Field Intercomparison of Radiometers Used for Satellite Validation in the 400–900 nm Range

  • Viktor Vabson,
  • Joel Kuusk,
  • Ilmar Ansko,
  • Riho Vendt,
  • Krista Alikas,
  • Kevin Ruddick,
  • Ave Ansper,
  • Mariano Bresciani,
  • Henning Burmester,
  • Maycira Costa,
  • Davide D’Alimonte,
  • Giorgio Dall’Olmo,
  • Bahaiddin Damiri,
  • Tilman Dinter,
  • Claudia Giardino,
  • Kersti Kangro,
  • Martin Ligi,
  • Birgot Paavel,
  • Gavin Tilstone,
  • Ronnie Van Dommelen,
  • Sonja Wiegmann,
  • Astrid Bracher,
  • Craig Donlon,
  • Tânia Casal

DOI
https://doi.org/10.3390/rs11091129
Journal volume & issue
Vol. 11, no. 9
p. 1129

Abstract

Read online

An intercomparison of radiance and irradiance ocean color radiometers (the second laboratory comparison exercise—LCE-2) was organized within the frame of the European Space Agency funded project Fiducial Reference Measurements for Satellite Ocean Color (FRM4SOC) May 8–13, 2017 at Tartu Observatory, Estonia. LCE-2 consisted of three sub-tasks: (1) SI-traceable radiometric calibration of all the participating radiance and irradiance radiometers at the Tartu Observatory just before the comparisons; (2) indoor, laboratory intercomparison using stable radiance and irradiance sources in a controlled environment; (3) outdoor, field intercomparison of natural radiation sources over a natural water surface. The aim of the experiment was to provide a link in the chain of traceability from field measurements of water reflectance to the uniform SI-traceable calibration, and after calibration to verify whether different instruments measuring the same object provide results consistent within the expected uncertainty limits. This paper describes the third phase of LCE-2: The results of the field experiment. The calibration of radiometers and laboratory comparison experiment are presented in a related paper of the same journal issue. Compared to the laboratory comparison, the field intercomparison has demonstrated substantially larger variability between freshly calibrated sensors, because the targets and environmental conditions during radiometric calibration were different, both spectrally and spatially. Major differences were found for radiance sensors measuring a sunlit water target at viewing zenith angle of 139° because of the different fields of view. Major differences were found for irradiance sensors because of imperfect cosine response of diffusers. Variability between individual radiometers did depend significantly also on the type of the sensor and on the specific measurement target.
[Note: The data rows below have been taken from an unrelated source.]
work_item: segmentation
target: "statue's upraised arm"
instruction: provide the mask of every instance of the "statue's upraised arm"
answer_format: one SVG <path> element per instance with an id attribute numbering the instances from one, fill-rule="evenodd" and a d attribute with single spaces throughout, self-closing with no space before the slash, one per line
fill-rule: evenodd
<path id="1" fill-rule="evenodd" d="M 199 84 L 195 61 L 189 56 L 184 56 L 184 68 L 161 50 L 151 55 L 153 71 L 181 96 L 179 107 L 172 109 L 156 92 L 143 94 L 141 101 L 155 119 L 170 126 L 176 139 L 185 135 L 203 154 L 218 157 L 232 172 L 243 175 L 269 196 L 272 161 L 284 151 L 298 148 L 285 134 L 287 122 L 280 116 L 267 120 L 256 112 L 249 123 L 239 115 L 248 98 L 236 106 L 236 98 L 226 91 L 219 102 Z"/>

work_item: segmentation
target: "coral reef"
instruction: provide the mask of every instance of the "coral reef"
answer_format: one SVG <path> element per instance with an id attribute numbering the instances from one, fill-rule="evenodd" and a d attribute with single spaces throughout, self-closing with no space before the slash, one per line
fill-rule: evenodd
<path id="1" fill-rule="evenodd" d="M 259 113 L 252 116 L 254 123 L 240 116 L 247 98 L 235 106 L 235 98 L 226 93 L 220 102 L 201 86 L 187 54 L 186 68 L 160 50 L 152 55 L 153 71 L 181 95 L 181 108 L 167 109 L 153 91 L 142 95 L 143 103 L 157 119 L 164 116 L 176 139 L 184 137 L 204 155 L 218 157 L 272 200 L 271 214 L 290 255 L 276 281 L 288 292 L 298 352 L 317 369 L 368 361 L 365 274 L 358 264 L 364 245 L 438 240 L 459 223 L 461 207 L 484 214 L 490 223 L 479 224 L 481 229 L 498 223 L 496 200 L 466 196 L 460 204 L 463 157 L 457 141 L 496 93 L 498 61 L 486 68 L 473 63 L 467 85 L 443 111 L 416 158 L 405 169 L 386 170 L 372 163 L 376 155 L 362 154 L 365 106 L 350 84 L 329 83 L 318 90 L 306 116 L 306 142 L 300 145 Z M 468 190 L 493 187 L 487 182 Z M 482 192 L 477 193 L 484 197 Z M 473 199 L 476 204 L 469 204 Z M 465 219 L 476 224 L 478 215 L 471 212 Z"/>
Uniform SI traceable radiometric calibration ensuring fairly good consistency for indoor, laboratory measurements is insufficient for outdoor, field measurements, mainly due to the different angular variability of illumination. More stringent specifications and individual testing of radiometers for all relevant systematic effects (temperature, nonlinearity, spectral stray light, etc.) are needed to reduce biases between instruments and better quantify measurement uncertainties.